Some have suggested before that Earhart’s plane made an emergency landing on the reef surrounding the small, uninhabited island.
A human skeleton was even found in 1940, and although the bones were lost, a 2018 study found that the historical records of the bones’ measurements matched Earhart’s closer than 99% 0f the general population.

A skull fragment that may be from the original skeleton was found in a storage facility in a museum on a nearby island and is currently being tested to see if it is a genetic match for any of Earhart’s relatives. Beck’s goal was to perform a similar investigation, only instead of genetics, he wanted to use the reactor’s neutron beams to reveal the history of the metal patch.
Perhaps they could find a long-faded serial number or other marks that might link the debris to the Electra.

Beck and colleagues placed the sample in front of the neutron beam, while a digital imaging place was placed behind the sample.
As the neutron beam passed through the sample and then through the imaging plate, an image was recorded and digitally scanned.

“As the beam passes through, if it were uniform density, we wouldn’t see anything,” Beck said.
“If there’s paint or writing or a serial number, things that have been eroded so we can’t see with the naked eye, we can detect those.”

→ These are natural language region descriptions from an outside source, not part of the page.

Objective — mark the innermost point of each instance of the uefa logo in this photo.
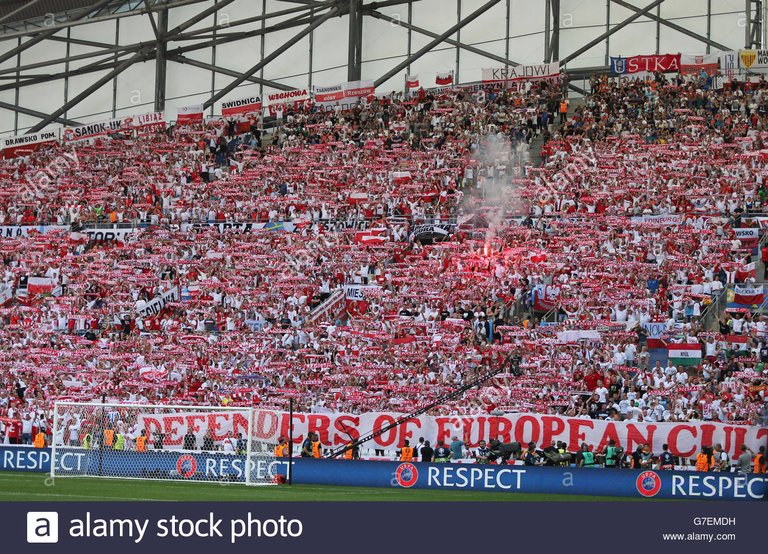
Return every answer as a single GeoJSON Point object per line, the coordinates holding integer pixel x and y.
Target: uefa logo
{"type": "Point", "coordinates": [186, 465]}
{"type": "Point", "coordinates": [406, 475]}
{"type": "Point", "coordinates": [648, 484]}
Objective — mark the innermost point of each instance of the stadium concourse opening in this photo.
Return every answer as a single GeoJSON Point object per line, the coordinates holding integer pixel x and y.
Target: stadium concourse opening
{"type": "Point", "coordinates": [546, 276]}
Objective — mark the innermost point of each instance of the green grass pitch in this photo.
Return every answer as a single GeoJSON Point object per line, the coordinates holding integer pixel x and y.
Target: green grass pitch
{"type": "Point", "coordinates": [39, 487]}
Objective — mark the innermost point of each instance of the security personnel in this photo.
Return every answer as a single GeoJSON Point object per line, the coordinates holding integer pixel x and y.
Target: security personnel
{"type": "Point", "coordinates": [760, 461]}
{"type": "Point", "coordinates": [611, 454]}
{"type": "Point", "coordinates": [109, 437]}
{"type": "Point", "coordinates": [141, 441]}
{"type": "Point", "coordinates": [281, 450]}
{"type": "Point", "coordinates": [442, 454]}
{"type": "Point", "coordinates": [587, 457]}
{"type": "Point", "coordinates": [317, 449]}
{"type": "Point", "coordinates": [306, 446]}
{"type": "Point", "coordinates": [406, 452]}
{"type": "Point", "coordinates": [704, 459]}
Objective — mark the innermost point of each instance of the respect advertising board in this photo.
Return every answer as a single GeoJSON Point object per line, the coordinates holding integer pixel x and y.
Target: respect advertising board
{"type": "Point", "coordinates": [206, 466]}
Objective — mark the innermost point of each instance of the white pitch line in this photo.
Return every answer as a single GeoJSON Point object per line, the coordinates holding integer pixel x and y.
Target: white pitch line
{"type": "Point", "coordinates": [76, 496]}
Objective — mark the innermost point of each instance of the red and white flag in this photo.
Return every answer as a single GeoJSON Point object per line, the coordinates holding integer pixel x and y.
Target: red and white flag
{"type": "Point", "coordinates": [737, 342]}
{"type": "Point", "coordinates": [39, 285]}
{"type": "Point", "coordinates": [190, 114]}
{"type": "Point", "coordinates": [748, 296]}
{"type": "Point", "coordinates": [377, 235]}
{"type": "Point", "coordinates": [745, 272]}
{"type": "Point", "coordinates": [445, 78]}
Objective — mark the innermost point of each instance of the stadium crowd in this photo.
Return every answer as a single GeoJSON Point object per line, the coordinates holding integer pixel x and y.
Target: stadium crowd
{"type": "Point", "coordinates": [629, 220]}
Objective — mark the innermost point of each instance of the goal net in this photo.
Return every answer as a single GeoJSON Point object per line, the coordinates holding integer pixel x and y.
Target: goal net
{"type": "Point", "coordinates": [184, 443]}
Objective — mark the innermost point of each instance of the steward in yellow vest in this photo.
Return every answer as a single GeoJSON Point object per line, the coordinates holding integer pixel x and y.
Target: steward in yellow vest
{"type": "Point", "coordinates": [406, 452]}
{"type": "Point", "coordinates": [281, 449]}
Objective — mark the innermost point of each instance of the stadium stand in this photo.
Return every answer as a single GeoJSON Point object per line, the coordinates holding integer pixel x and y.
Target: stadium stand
{"type": "Point", "coordinates": [372, 259]}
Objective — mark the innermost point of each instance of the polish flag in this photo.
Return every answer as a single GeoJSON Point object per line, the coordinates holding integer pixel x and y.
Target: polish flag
{"type": "Point", "coordinates": [443, 79]}
{"type": "Point", "coordinates": [371, 236]}
{"type": "Point", "coordinates": [39, 285]}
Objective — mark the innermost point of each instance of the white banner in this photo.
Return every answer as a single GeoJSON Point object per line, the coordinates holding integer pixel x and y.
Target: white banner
{"type": "Point", "coordinates": [6, 294]}
{"type": "Point", "coordinates": [75, 134]}
{"type": "Point", "coordinates": [242, 106]}
{"type": "Point", "coordinates": [684, 439]}
{"type": "Point", "coordinates": [146, 123]}
{"type": "Point", "coordinates": [16, 231]}
{"type": "Point", "coordinates": [661, 220]}
{"type": "Point", "coordinates": [108, 235]}
{"type": "Point", "coordinates": [521, 73]}
{"type": "Point", "coordinates": [154, 306]}
{"type": "Point", "coordinates": [754, 60]}
{"type": "Point", "coordinates": [23, 144]}
{"type": "Point", "coordinates": [285, 98]}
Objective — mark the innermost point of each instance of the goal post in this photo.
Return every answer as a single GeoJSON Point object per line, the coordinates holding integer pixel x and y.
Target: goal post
{"type": "Point", "coordinates": [159, 442]}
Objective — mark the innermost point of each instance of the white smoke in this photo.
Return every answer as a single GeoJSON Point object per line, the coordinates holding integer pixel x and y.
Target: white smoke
{"type": "Point", "coordinates": [501, 196]}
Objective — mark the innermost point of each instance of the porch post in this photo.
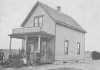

This investigation revealed that the metal plate had axe marks along the edges, except for one of the edges where the metal must have snapped from whatever it was attached to.
In other words, not much linking it back to Earhart.

“It doesn’t appear that this patch popped off on its own,” Beck said.
“If it was chopped with an axe, we should see peaks for iron or nickel left by the axe along that edge. Neutron activation analysis gives us that detail at a very fine resolution.”

For now, the researchers plan on performing more examinations using more comprehensive experiments, including adjusting the irradiation time and power level of the reactor.

Even if they eventually don’t find anything in connection to Earhart, this inquiry is still valuable.
For one, it disqualifies the object so other people don’t waste time in the future.
Secondly, it sets a precedent that may spur more research with neutron radiography.
“It’s possible we’ll learn something that actually disqualifies this artifact from being part of Earhart’s plane, but I prefer the knowing! It is so exciting to work with scientists who share our passion for getting to the truth, whatever it is,” Gillespie said in a statement.